# Trellis System Recommendations



## we5inelgr (Aug 16, 2014)

Hi all,

My nano backyard vineyard to be planted in about 3 weeks:


20 vines, most likely all in a single row.
 Petite Sirah & Cabernet Sauvignon (10 vines ea.). These are high vigor growth, right?
 East - West orientation (only option).
 Just north of the Lodi, CA AVA (i.e. not a cool climate, can get into 100's a number of days each summer).
 

From what I've read so far, it seems like I should rule out the Geneva Double Curtain due to the high summer temps, even though it's good for high vigor vines.

And, I should rule out something like the VSP system because it's not very good for high vigor.

What trellis system should I use?


----------



## GreginND (Aug 16, 2014)

These are high vigor? What kind of root stock are they on? Usually the root stock controls the vigor. I've been all over Sonoma and Livermore wine country today and these varietals look small to me. All on VSP.


----------



## we5inelgr (Aug 17, 2014)

Thanks for the reply!

My understanding about "vigor" is that a high vigor plant will have lots, and lots of leaf growth as opposed to less leaf growth. In otherwords, it's in reference to the leaves/vines/fruit and not just the fruit itself. Is that not the case?

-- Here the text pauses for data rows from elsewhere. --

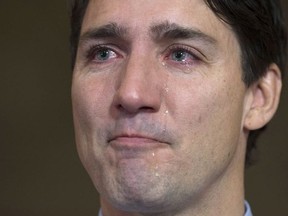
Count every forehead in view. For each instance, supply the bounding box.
[82,0,231,37]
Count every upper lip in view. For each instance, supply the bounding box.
[108,133,164,142]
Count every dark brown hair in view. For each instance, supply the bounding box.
[71,0,287,164]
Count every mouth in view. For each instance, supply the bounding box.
[108,134,169,150]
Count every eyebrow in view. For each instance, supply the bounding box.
[80,23,127,42]
[150,21,217,45]
[80,21,217,46]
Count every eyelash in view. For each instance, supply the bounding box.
[85,44,204,65]
[85,44,119,63]
[164,44,203,63]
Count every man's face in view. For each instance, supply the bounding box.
[72,0,247,211]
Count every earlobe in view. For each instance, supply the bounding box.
[244,63,282,130]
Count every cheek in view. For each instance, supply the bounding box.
[72,75,111,131]
[167,77,243,149]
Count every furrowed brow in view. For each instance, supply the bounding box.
[80,23,127,42]
[150,21,217,45]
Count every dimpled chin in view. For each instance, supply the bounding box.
[99,159,180,211]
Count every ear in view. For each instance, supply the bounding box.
[244,63,282,131]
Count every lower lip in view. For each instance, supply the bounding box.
[110,137,167,150]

Both are "own" rootstock. Mist Propagated Clippings from one of the clones at UC Davis (FPS06 for Petite and FPS02 for the Cab).

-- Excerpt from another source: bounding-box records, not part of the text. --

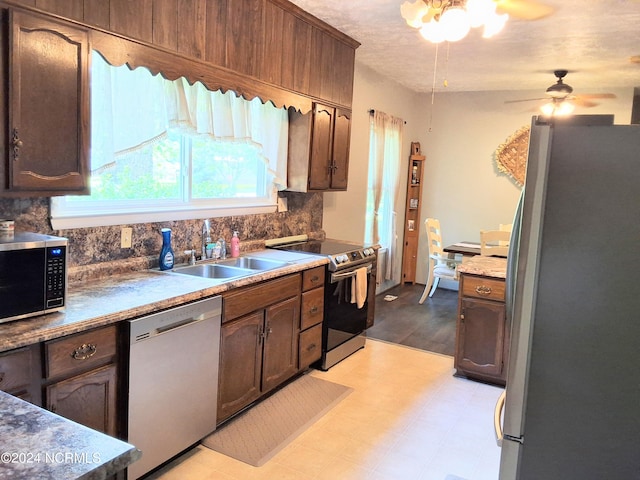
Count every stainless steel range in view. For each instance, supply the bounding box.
[269,239,377,370]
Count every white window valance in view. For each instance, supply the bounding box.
[91,52,288,190]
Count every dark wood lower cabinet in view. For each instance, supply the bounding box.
[218,296,300,422]
[0,345,42,406]
[262,297,300,392]
[218,311,264,422]
[454,274,509,385]
[46,365,117,436]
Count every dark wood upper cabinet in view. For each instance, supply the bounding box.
[288,104,351,192]
[0,0,360,112]
[5,10,89,195]
[0,0,359,196]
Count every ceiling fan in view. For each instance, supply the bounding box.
[400,0,555,44]
[504,70,616,116]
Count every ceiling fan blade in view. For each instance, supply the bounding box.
[504,97,547,103]
[576,93,617,99]
[494,0,556,20]
[569,97,600,108]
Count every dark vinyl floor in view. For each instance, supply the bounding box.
[367,283,458,356]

I've seen contradictory information that, for example, Petite Sirah (generally speaking) is High Vigor, Moderate to High Vigor and Moderate Vigor. Since it appears that most agree that PS fruit tends to sunburn, I'm thinking I need to stay away from a trellis system like VSP that tends to give more sun exposure.

Ideas?


----------



## GreginND (Aug 17, 2014)

Ok, if they are on their own rootstock and have their natural vigor that may be different. But, I think you could still do VSP without a problem. You may need to top off the plants when they reach the top. Or you could do a TWC and let the plants grow downward. I am more familiar with hybrid varieties that work well with TWC. I think the vinifera have an upright growth preference and it's harder to train to top wire cordon. I would probably train them to VSP and try to control vigor with hedging the tops. But perhaps someone with more experience could weigh in on this.


----------



## grapeman (Aug 17, 2014)

For those varieties I would check locally to see what others are using with the best results. Off hand one system I can think of that you might investigate beyond VSP would be Lyre.


----------



## we5inelgr (Aug 18, 2014)

Many thanks for the reply's, and information. Much appreciated.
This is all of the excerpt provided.